# ATI FX Titan



## bengewarmer (Nov 7, 2011)

Wondering if anyone has any experience with the ATI FX Titan .45 1911. After doing a little bit of research, I'm finding that they fall into a $4-500 range. I'm new to 1911s (never owned one) and want to learn more. My thinking was, maybe I can pick up one of these, and then buy some new parts along the way to steadily upgrade the pistol. Can I buy parts for Kimber/Wilson/Colt compact 1911s and swap out? I figure if this is possible, doing this will 1) eventually land me with a really nice pistol and 2) give me some experience disassembling 1911s to replace all the parts. Any thoughts/advice/recommendations would be appreciated.

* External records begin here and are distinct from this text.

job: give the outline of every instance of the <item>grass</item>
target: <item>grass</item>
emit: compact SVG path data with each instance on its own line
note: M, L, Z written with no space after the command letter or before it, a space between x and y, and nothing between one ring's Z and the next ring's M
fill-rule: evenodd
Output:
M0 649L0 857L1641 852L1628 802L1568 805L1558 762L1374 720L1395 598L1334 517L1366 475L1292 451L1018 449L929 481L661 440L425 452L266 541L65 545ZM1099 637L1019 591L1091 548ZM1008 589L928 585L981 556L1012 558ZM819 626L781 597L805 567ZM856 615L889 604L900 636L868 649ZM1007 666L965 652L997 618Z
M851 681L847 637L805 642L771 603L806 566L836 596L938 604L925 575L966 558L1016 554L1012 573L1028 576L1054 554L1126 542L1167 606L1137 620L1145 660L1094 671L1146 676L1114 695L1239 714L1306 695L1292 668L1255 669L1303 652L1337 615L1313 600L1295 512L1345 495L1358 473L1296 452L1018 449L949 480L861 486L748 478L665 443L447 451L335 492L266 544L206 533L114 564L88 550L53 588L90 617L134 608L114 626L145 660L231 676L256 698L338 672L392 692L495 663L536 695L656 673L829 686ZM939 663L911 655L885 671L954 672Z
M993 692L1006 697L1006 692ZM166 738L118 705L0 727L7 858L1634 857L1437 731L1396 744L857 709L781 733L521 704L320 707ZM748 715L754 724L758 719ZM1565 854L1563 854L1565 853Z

Thanks, everyone!


----------



## rex (Jan 27, 2012)

I don't have experience with that brand,but the Rock Islands are in the same range and appear to be pretty good base guns.The biggest factor is going to be the machining of the frame and slide,if dimentioned correctly it will make a good base as long as material and heat treaiong are good.

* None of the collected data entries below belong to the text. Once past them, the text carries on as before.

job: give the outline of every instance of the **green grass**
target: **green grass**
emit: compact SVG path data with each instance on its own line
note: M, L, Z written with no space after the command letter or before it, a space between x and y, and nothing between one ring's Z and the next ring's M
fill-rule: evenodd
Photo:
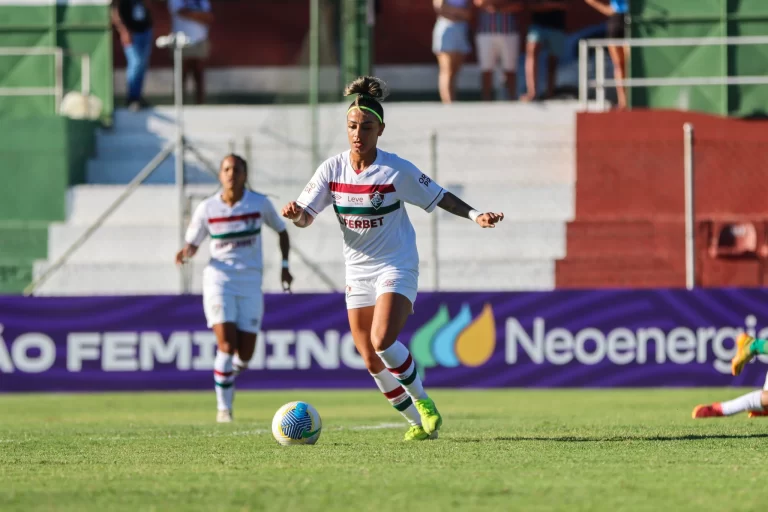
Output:
M0 510L758 510L768 419L690 419L738 389L447 391L437 441L368 392L0 396ZM281 447L302 399L324 429ZM373 427L379 428L361 428Z

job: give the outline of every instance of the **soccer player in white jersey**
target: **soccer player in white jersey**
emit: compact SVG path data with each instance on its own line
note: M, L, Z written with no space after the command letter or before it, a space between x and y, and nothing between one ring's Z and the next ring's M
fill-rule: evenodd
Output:
M221 191L197 207L187 228L186 245L176 254L176 263L182 264L195 255L206 236L211 238L211 260L203 271L203 309L218 344L213 381L219 423L232 421L235 378L253 357L264 315L262 226L279 233L283 288L290 290L293 281L285 223L266 196L246 188L247 180L245 160L226 156L219 170Z
M442 417L427 396L408 348L397 341L413 312L419 278L416 234L403 203L436 206L484 228L504 218L480 213L443 190L411 162L378 149L386 85L361 77L347 86L350 150L326 160L282 215L308 227L333 205L344 238L346 300L355 346L381 392L410 423L406 440L437 436Z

Be aware that 1911s are not AR15s,nothing drops in.There are parts that will drop in,but you also have to know if it's correct.Drop in trigger packages do drop in,but some also go full auto or the hammer drops to 1/2 cock shortly after.A drop in "match grade" barrel may shoot worse than the original.I also wouldn't buy parts from cross manuacturers outside of the semi-customs like Brown,Wilson,etc.These are generally on the large side to fit to individual guns because different makers set their own specs,they all don't stick to the original 1911 prints.

If you are going to do this,buy the gun of course and shoot it.Get both of Kunhausen's books and search out good data to expand on that knowledge,and study those with the gun.They are a simple gun,but there's alot going on that just doesn't jump out and you see.Something like a simple trigger swap has failed and caused hammer drop and full auto.It's a simple part,you fit the shoe to go through the frame slot and there's a bow that surrounds the mag to get back to the lockwork,make it slide in the frame freely without binding and you're done.Now your hammer drops or you get full auto or burst fire,"?".There's more than meets the eye,so learn the gun first.

For parts,Brownells and Midway are very good sources,along with a few true custom makers.EGW doesn't build guns any more but they make some of the best parts in the buisness.

Good luck.


----------